# Flood and Beehives



## Durandal (Sep 5, 2007)

So, its been a while since I've posted anything here. Lurked a whole lot but been busy.

Thought I would share these.

I put some of my bees on pallets so I can move the easily off the flood plain. They are in a location that maybe floods every ten years. Flood was so fast I did not want to risk a tractor with a fork on it so we moved them by hand. Talk about pissed off bees.

I tried to explain to them that the move was better than freezing cold water but they did not listen. 
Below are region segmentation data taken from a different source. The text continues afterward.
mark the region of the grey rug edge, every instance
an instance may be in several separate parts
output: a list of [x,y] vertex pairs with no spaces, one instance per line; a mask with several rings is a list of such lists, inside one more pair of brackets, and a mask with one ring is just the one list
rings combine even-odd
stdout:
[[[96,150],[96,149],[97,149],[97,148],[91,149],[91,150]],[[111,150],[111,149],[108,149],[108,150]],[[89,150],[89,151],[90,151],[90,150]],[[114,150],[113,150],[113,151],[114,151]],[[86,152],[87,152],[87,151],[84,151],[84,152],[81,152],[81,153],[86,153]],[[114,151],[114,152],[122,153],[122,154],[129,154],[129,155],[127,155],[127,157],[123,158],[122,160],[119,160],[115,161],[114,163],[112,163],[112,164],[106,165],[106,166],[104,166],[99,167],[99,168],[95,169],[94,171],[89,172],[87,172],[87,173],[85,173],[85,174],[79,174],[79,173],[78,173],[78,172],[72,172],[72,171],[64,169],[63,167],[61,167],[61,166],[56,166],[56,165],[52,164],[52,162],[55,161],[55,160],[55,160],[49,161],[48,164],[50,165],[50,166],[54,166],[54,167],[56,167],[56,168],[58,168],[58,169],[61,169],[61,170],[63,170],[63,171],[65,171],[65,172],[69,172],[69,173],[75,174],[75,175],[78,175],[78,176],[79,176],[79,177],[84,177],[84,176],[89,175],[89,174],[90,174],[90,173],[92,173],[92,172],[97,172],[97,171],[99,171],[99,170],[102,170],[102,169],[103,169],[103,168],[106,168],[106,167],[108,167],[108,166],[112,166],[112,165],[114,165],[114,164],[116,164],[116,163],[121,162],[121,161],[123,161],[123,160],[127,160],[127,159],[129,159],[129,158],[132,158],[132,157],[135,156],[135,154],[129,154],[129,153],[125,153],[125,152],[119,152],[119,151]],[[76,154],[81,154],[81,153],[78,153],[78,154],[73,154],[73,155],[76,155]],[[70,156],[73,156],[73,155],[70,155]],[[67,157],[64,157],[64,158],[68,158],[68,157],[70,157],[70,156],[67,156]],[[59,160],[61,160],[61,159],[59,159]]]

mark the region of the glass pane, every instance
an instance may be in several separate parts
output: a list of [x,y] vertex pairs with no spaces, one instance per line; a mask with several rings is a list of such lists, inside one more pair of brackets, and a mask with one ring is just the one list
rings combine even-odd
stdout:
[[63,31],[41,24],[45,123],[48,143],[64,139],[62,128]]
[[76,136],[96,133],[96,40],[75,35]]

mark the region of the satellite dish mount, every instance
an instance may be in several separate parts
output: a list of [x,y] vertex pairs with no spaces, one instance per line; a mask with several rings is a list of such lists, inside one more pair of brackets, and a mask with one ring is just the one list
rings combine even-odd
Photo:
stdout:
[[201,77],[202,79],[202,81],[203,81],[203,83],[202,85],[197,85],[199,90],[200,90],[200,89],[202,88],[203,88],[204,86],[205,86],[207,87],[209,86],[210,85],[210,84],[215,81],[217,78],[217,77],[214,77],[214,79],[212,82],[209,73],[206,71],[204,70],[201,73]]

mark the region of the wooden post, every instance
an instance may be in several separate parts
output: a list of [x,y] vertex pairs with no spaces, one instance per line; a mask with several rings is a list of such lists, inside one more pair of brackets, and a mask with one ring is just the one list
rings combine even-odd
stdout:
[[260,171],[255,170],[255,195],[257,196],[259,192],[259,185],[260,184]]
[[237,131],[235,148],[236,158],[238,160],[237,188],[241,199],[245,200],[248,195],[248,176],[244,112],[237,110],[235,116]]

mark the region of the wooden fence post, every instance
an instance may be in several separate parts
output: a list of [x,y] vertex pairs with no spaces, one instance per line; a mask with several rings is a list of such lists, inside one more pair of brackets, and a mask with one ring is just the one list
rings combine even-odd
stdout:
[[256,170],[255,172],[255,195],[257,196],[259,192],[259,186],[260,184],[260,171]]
The bees were drive two hours prior to this photo. Water came up that fast. There were 8 full colonies in deeps and double deeps and 4 empty boxes (those were the last to be moved in the deepest water and nearly floated off).


----------



## Durandal (Sep 5, 2007)

The next day...two feet higher.


----------



## hipbee (Sep 11, 2009)

how deeps the water momma? three feet high and risen
how deeps the water papa? she said its three feet high and risen
well my hives are gone, I lost my bees, the chickens are sleeping in the willow trees, cows in water up past there nees, three feet high and risin.


----------



## yem (Jan 19, 2010)

I love me some Cash! I just moved my hives last week up on the back deck of my house for fear of a flood. It was a good workout to say the least!


----------